Can Boehner mentor Obama?

If you think the debt has consequences, well, these are consequential times. Our debt is now more than $16.36 trillion and growing at an ever-quickening rate. Our debt equals approximately $51,959 per person. But it’s logical to assume that most of the debt will be repaid by income taxes — and considering only 44 percent of Americans pay income taxes, that’s $142,457 per taxpayer.

What does President Obama know that we don’t?

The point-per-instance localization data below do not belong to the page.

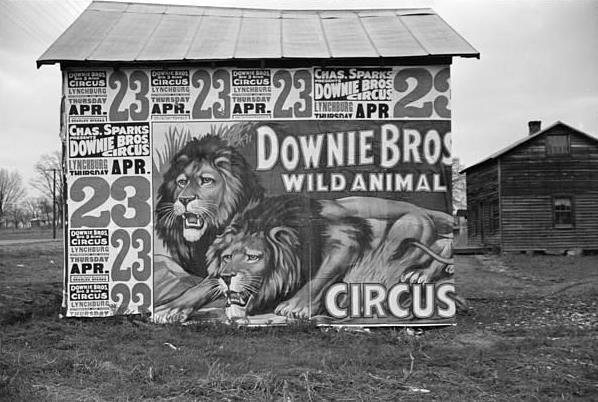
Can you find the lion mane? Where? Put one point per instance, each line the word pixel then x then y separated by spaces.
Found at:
pixel 295 237
pixel 238 186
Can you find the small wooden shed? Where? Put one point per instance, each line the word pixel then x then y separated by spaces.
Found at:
pixel 538 194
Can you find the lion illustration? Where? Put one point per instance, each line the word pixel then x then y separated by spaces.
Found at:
pixel 282 253
pixel 273 248
pixel 206 183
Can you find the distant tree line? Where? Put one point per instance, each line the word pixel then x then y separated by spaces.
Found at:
pixel 18 209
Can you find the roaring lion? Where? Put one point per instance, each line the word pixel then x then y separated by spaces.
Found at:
pixel 281 254
pixel 207 182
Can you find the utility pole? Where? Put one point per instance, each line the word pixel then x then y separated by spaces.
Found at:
pixel 53 203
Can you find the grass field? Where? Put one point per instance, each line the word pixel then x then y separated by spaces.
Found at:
pixel 530 334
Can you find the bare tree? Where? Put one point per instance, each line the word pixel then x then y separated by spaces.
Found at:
pixel 18 214
pixel 12 190
pixel 46 167
pixel 459 186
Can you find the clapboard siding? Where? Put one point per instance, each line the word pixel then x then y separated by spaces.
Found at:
pixel 528 223
pixel 526 180
pixel 527 170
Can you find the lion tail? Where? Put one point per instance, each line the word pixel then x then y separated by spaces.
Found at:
pixel 436 256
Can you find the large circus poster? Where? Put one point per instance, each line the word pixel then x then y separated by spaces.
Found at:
pixel 260 196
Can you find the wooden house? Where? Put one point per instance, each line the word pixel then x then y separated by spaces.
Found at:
pixel 538 194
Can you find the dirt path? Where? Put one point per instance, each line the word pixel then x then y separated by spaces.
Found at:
pixel 493 276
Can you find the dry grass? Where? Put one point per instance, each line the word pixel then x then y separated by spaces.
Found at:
pixel 508 347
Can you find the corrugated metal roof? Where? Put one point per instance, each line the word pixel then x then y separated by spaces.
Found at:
pixel 127 32
pixel 523 140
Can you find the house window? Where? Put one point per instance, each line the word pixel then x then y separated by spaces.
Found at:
pixel 494 217
pixel 562 208
pixel 557 145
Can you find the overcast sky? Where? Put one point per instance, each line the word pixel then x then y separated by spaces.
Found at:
pixel 539 61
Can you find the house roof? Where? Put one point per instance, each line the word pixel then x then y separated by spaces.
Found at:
pixel 523 140
pixel 136 32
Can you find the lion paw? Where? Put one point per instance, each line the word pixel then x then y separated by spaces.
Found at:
pixel 415 276
pixel 296 307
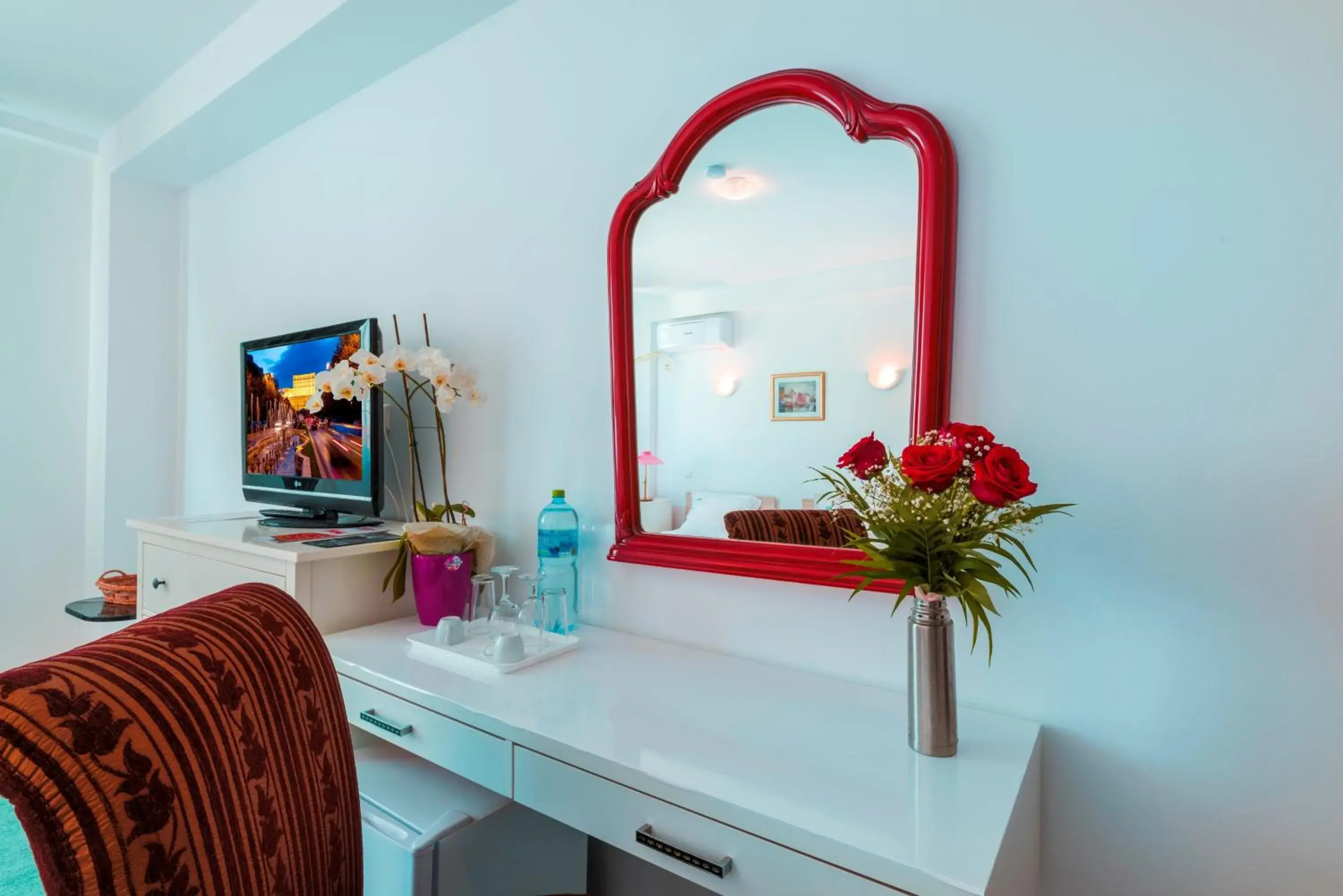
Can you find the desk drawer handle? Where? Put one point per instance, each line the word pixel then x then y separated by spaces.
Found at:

Does he believe the line (wrongly attributed to Dick Cheney) that “deficits don’t matter”?  It’s true that the government is the borrower, the banker and the currency printer, all wrapped in one. So theoretically, there will always be more money to borrow. Today’s largest borrower isn’t the Chinese government, it’s the U.S. government itself. 

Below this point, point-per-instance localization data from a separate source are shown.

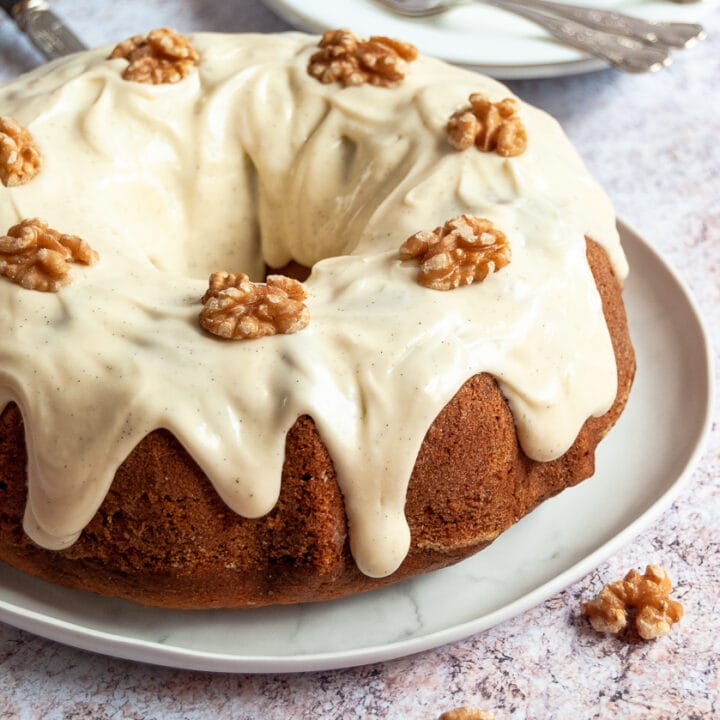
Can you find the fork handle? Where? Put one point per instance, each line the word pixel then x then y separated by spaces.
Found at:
pixel 678 35
pixel 624 53
pixel 44 29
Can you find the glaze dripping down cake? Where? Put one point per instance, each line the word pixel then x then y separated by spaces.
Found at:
pixel 453 358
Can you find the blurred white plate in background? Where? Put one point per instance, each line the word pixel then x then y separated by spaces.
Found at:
pixel 486 38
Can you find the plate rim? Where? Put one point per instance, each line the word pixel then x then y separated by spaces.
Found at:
pixel 156 653
pixel 295 13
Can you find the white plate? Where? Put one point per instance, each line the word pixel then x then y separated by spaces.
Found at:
pixel 639 474
pixel 490 40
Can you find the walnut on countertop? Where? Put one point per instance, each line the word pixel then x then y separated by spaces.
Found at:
pixel 37 257
pixel 465 250
pixel 648 595
pixel 345 58
pixel 19 156
pixel 236 308
pixel 162 56
pixel 467 713
pixel 489 126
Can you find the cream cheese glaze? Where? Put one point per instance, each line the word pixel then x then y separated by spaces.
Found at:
pixel 251 161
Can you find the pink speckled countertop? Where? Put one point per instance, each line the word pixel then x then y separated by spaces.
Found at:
pixel 652 141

Anyway, history and economics tell us that inflation is what will stop a self-perpetuated government spending machine. Inflation often brings political turmoil. Well, after four years of Obama spending, where’s the inflation? Where’s the political upheaval? We just had an election that affirmed the status quo. No inflation, no political upheaval so far. 

In the first two months of fiscal year 2013, the federal budget deficit was $292 billion, a 24 percent increase over the same period last year. And in just these two months, outlays increased by $87 billion, or 16 percent over the 2012 budget. (We’re currently operating in the 2013 budget.)

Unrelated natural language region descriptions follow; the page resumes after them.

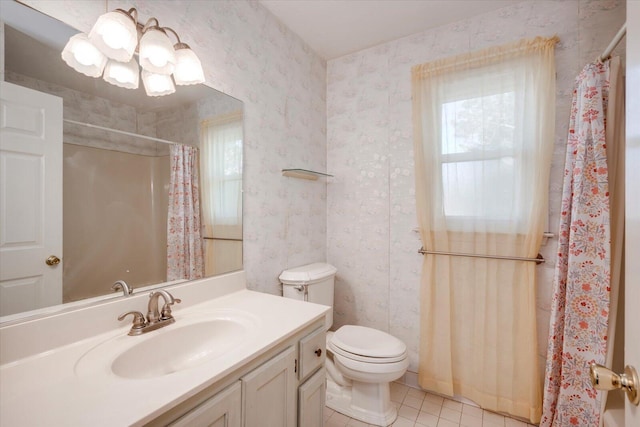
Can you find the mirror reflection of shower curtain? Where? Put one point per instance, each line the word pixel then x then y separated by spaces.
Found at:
pixel 184 239
pixel 221 167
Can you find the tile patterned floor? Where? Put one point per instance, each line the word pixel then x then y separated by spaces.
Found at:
pixel 417 408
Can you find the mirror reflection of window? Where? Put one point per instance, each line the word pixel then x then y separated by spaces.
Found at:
pixel 221 176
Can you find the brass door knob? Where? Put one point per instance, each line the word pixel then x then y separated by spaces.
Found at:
pixel 604 378
pixel 53 260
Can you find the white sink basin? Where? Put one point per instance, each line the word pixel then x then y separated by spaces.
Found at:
pixel 187 343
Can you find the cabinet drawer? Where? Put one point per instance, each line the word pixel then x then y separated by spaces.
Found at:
pixel 312 352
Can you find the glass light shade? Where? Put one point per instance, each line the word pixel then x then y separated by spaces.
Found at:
pixel 188 68
pixel 115 34
pixel 81 55
pixel 156 52
pixel 157 84
pixel 122 74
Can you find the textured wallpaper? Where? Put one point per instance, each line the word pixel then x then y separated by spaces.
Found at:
pixel 248 54
pixel 371 205
pixel 352 118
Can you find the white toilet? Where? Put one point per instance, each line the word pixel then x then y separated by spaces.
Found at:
pixel 361 361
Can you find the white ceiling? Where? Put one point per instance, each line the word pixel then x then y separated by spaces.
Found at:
pixel 333 28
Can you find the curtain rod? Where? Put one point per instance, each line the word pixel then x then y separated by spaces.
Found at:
pixel 150 138
pixel 616 39
pixel 538 260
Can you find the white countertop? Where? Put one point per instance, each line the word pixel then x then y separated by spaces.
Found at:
pixel 46 388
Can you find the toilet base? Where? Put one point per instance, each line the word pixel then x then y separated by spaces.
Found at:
pixel 366 402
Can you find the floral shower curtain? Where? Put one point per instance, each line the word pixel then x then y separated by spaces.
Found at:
pixel 184 239
pixel 580 306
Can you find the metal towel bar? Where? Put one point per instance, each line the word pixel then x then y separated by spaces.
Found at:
pixel 538 260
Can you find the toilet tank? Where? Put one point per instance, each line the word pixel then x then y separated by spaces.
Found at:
pixel 311 282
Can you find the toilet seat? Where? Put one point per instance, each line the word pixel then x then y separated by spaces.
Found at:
pixel 366 345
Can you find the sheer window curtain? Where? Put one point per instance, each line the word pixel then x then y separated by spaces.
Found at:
pixel 221 166
pixel 483 132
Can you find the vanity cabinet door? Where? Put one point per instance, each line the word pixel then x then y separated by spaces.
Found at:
pixel 312 352
pixel 222 410
pixel 269 393
pixel 311 396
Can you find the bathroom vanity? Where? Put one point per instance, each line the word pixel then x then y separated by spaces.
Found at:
pixel 233 357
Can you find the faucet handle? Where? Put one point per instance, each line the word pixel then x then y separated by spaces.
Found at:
pixel 138 321
pixel 166 308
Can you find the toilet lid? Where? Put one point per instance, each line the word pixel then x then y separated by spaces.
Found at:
pixel 360 342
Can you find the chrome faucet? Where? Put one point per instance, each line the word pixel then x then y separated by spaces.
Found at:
pixel 153 314
pixel 122 285
pixel 156 318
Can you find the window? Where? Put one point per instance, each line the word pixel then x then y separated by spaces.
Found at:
pixel 221 168
pixel 483 125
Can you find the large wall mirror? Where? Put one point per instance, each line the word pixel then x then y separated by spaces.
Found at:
pixel 127 161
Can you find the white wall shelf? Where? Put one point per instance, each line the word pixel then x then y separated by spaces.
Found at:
pixel 304 174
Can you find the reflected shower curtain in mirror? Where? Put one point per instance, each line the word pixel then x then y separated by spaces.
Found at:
pixel 184 238
pixel 483 141
pixel 578 331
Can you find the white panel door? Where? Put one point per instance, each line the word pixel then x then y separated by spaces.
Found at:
pixel 30 199
pixel 632 201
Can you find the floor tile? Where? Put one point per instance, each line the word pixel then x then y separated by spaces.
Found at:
pixel 414 402
pixel 426 419
pixel 417 408
pixel 408 412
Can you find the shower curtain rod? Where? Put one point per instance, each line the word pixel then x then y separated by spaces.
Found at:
pixel 538 260
pixel 616 39
pixel 122 132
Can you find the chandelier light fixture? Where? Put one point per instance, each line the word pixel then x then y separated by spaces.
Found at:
pixel 108 51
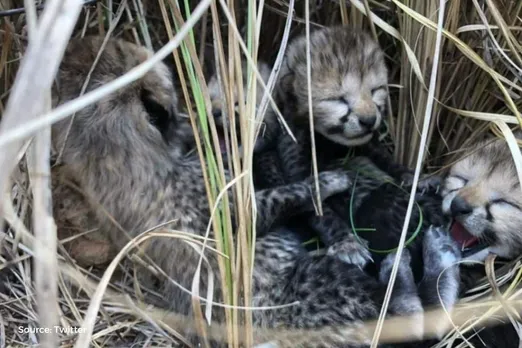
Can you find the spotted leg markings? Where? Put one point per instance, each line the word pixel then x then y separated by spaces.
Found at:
pixel 351 251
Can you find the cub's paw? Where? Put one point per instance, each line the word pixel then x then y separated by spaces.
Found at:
pixel 333 182
pixel 440 251
pixel 351 251
pixel 389 260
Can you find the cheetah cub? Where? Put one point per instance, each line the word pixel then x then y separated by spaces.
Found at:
pixel 349 84
pixel 126 157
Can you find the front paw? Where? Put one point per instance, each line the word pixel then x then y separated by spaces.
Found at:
pixel 351 251
pixel 333 182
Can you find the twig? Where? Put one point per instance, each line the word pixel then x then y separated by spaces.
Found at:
pixel 45 262
pixel 15 11
pixel 420 155
pixel 35 76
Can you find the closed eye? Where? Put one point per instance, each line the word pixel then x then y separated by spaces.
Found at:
pixel 376 89
pixel 159 116
pixel 461 178
pixel 338 100
pixel 503 201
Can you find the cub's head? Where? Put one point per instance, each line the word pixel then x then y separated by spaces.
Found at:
pixel 483 195
pixel 349 84
pixel 219 107
pixel 141 117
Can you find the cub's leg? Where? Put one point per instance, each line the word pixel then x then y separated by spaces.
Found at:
pixel 440 285
pixel 405 300
pixel 275 205
pixel 333 230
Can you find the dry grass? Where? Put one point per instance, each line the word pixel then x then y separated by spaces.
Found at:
pixel 477 88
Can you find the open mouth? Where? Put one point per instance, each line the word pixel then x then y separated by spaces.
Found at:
pixel 468 243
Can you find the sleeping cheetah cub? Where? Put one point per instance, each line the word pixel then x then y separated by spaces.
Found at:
pixel 349 81
pixel 269 163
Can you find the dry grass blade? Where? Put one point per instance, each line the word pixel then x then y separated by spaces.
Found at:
pixel 34 76
pixel 424 136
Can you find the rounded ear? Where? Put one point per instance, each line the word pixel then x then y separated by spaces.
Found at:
pixel 517 132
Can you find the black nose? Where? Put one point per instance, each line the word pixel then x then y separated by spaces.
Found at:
pixel 368 121
pixel 216 113
pixel 459 206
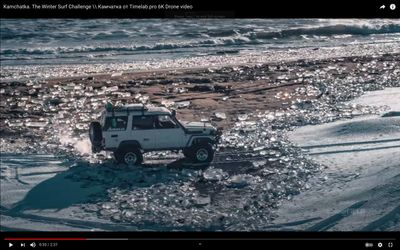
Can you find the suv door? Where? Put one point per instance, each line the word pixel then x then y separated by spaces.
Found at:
pixel 169 133
pixel 144 131
pixel 114 130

Which brings us to the “fiscal cliff.” If we take everyone at their word and we believe going over the cliff will be a financial calamity, then it appears that House Speaker John Boehner is leading. And perhaps he’s mentoring President Obama.

What President Obama knows about the federal budget and the U.S. economy comes from on-the-job training, while Boehner has been a student, participant and leader in the American political system since he was elected to Congress in 1990. Of course, President Obama and his supporters would never allow themselves to believe, much less admit, that they need Boehner to school them on the art of the deal in Washington. 

However, in politics, deceit is often an advantage. If Obama really wants to lead us off the cliff, then he’s doing a fine job, Boehner is just spinning his wheels and, so far, Republicans are getting the blame. As this Insider has reported all along, the president probably finds the aftermath of going over the cliff desirable; taxes are high, defense is slashed, more citizens are dependent on the government, and everyone is going to have to temper their ambitions when it comes to what is possible inside the American Dream.

Let’s hope Boehner and Obama are still talking. Both men have advantages and disadvantages that are useful in negotiations. Boehner is wiser in the ways of Washington and has a better command of the budget and what policies have produced economic growth in the past. But the speaker has an unruly caucus. He is not a dictator, and it won’t be easy for him to keep a healthy majority of Republicans on board with a deal that also satisfies Obama. 

Obama has a big advantage in that he has to persuade only himself; he doesn’t have an unruly caucus that must vote in favor of his plan. The Senate will be easy once Obama gives the word. The White House communications machine is unrivaled and, to many in the media, Obama can do no wrong. On the other hand, Obama is burdened by a tired ideology, is ambivalent about economic growth and is biased toward feeling the free fall of flying over the cliff. 

By Washington standards, I would say it’s Advantage, Obama.